TUF - The Update Framework
TUF solves the same problem as sigstore - signing and verification of software artifacts, but has a greater focus on resiliency in case of a compromise. It aims to reduce impact of a compromise and enable secure recovery from a compromise.
Sigstore vs. TUF
While Sigstore allows for key signing using multiple techniques including identity and focuses on making signing and verification easier, TUF typically requires the developers to manage the keys themselves but makes sure that the impact of a compromise is minimal by having a design which allows for explicit and implicit key revocation, multi-signature trust and responsibility segregation. Sigstore actually uses TUF as root of trust for Fulcio and Rekor. Furthermore the releases of Fulcio, Rekor and Cosign are signed using TUF.
TUF has been in the wild for much longer than sigstore while sigstore has seen great adoption recently because of its usability. Both projects are collaborating and you can see co-deployments in the future.
Implementations and Deployments
You can find TUF implementations in many mainstream programming languages including Python, Go, Rust.

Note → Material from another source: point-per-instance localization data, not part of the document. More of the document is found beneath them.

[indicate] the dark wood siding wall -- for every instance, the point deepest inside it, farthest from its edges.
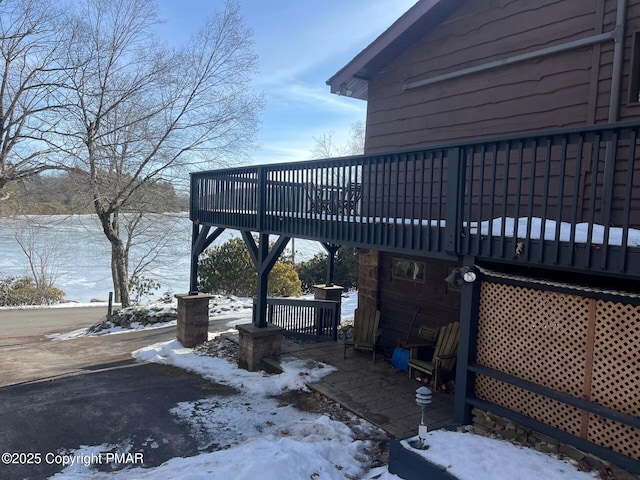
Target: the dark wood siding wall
(564, 89)
(558, 90)
(543, 93)
(397, 299)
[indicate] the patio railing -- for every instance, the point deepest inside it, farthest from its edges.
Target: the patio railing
(313, 320)
(568, 198)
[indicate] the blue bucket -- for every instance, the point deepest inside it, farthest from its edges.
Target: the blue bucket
(400, 359)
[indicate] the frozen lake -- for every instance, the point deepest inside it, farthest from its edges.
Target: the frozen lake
(79, 253)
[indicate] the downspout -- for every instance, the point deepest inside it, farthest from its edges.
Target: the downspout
(618, 53)
(614, 111)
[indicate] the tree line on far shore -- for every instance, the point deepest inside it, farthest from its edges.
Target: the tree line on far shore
(70, 193)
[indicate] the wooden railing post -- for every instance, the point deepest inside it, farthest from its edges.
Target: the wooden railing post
(262, 198)
(455, 192)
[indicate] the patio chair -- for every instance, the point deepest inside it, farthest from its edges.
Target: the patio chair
(365, 331)
(350, 201)
(444, 354)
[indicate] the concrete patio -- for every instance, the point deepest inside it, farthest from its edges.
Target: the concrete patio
(377, 392)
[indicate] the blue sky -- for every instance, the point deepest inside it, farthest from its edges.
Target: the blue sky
(300, 43)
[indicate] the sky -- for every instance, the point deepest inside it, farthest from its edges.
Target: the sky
(282, 443)
(300, 45)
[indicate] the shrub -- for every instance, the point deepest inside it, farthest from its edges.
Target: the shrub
(284, 281)
(18, 291)
(228, 269)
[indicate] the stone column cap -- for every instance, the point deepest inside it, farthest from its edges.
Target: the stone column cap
(192, 295)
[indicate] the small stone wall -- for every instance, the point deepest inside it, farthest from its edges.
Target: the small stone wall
(257, 344)
(193, 319)
(491, 425)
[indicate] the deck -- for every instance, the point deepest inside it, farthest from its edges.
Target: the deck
(566, 199)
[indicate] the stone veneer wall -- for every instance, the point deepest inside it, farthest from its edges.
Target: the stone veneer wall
(368, 269)
(489, 424)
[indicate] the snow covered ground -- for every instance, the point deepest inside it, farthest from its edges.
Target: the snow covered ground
(257, 438)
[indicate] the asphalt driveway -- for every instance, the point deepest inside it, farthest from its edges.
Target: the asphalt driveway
(125, 405)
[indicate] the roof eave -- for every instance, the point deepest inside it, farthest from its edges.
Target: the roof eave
(353, 79)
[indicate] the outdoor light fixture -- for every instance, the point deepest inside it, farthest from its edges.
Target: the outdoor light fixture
(468, 275)
(423, 399)
(459, 275)
(344, 90)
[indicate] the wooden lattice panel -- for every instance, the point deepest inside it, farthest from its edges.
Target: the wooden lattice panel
(616, 436)
(530, 404)
(536, 335)
(616, 364)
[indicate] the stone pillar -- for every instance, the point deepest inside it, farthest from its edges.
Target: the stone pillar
(258, 343)
(368, 267)
(193, 319)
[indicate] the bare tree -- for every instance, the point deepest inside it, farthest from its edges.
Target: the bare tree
(31, 53)
(42, 256)
(141, 113)
(326, 147)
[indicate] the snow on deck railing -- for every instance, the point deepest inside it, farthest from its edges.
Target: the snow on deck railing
(578, 233)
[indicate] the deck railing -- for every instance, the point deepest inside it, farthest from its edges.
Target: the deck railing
(568, 198)
(313, 320)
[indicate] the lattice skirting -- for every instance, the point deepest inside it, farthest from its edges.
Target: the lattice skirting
(585, 347)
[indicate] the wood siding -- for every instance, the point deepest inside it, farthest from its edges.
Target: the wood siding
(397, 299)
(544, 93)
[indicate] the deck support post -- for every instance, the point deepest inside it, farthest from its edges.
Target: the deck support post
(465, 379)
(200, 240)
(264, 260)
(331, 249)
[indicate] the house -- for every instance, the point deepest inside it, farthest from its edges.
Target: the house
(502, 140)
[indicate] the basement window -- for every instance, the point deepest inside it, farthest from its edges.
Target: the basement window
(408, 270)
(634, 78)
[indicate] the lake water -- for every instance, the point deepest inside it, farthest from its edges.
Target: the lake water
(80, 255)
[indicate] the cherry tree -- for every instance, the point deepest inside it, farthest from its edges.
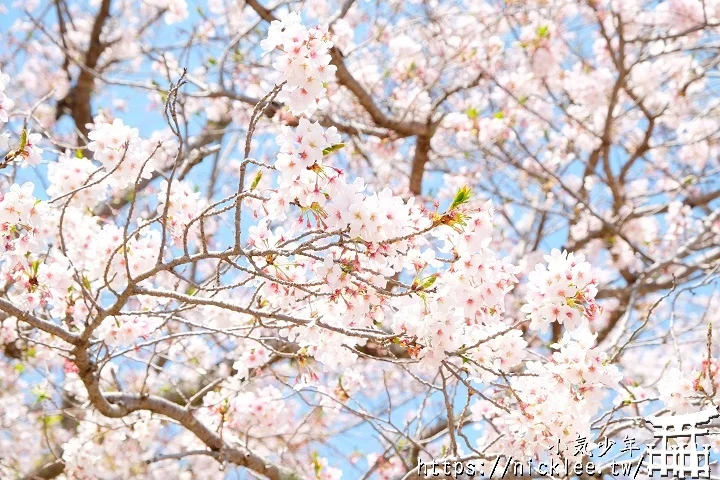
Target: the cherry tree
(315, 239)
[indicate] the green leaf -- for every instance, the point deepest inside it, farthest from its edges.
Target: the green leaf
(462, 197)
(50, 420)
(429, 281)
(333, 149)
(256, 180)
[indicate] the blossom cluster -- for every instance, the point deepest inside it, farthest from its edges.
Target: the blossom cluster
(552, 402)
(121, 152)
(184, 207)
(304, 64)
(563, 291)
(6, 103)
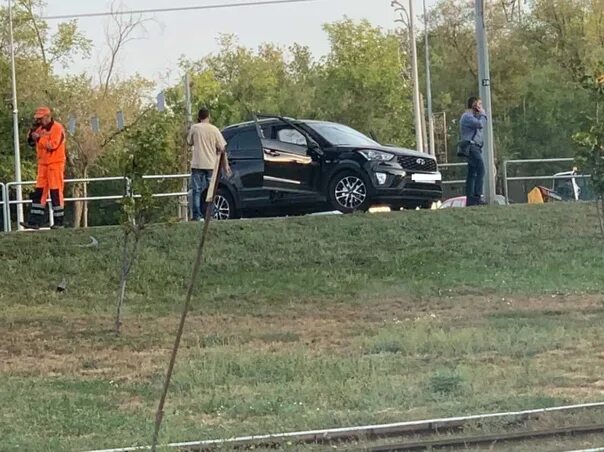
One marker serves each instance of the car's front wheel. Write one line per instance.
(349, 192)
(224, 206)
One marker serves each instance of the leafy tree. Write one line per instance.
(590, 156)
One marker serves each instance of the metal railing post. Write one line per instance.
(4, 210)
(505, 182)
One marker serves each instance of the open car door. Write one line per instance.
(290, 156)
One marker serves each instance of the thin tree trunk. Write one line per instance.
(128, 258)
(78, 206)
(123, 282)
(85, 203)
(600, 207)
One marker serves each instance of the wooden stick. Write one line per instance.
(192, 285)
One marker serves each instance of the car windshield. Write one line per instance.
(340, 135)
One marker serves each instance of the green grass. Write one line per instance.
(301, 323)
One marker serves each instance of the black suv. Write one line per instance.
(282, 165)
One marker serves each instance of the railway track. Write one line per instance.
(432, 434)
(491, 439)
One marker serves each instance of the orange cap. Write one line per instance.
(41, 112)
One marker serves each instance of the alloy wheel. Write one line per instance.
(351, 192)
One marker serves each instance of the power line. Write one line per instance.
(183, 8)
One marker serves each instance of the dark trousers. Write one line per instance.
(475, 178)
(200, 182)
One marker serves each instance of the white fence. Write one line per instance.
(7, 202)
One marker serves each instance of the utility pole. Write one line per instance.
(15, 119)
(408, 19)
(432, 148)
(184, 207)
(484, 85)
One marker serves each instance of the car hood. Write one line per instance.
(392, 149)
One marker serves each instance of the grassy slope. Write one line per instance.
(301, 323)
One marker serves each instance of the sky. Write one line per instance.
(193, 33)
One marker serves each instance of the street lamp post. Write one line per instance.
(484, 85)
(432, 147)
(407, 18)
(15, 118)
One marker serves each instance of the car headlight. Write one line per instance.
(377, 155)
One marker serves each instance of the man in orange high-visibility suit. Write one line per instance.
(48, 137)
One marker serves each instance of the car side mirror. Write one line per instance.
(314, 147)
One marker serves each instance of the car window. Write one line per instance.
(340, 135)
(289, 135)
(243, 141)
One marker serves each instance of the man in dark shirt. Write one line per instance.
(472, 126)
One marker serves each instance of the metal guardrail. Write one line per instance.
(7, 202)
(5, 207)
(453, 165)
(5, 189)
(507, 179)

TUF has seen great use inside the Automotive and IoT space as they need secure OTA updates, for e.g. Uptane, Aktualizr (C++ Uptane) which is also used in Automotive grade linux.
Final Words
If you managed to read until here, I hope I was able to convince you of the value of software supply chain security and provide you an overview of the tools that would help you along the journey. While none of these tools alone will give you the security posture you need, the combination of them is a lethal force against attacks and will reduce your attack surface area to the minimal while providing you an easier path to remediation in case an attack does go through. Be sure to also follow updates and guidelines from OpenSSF as this community grows.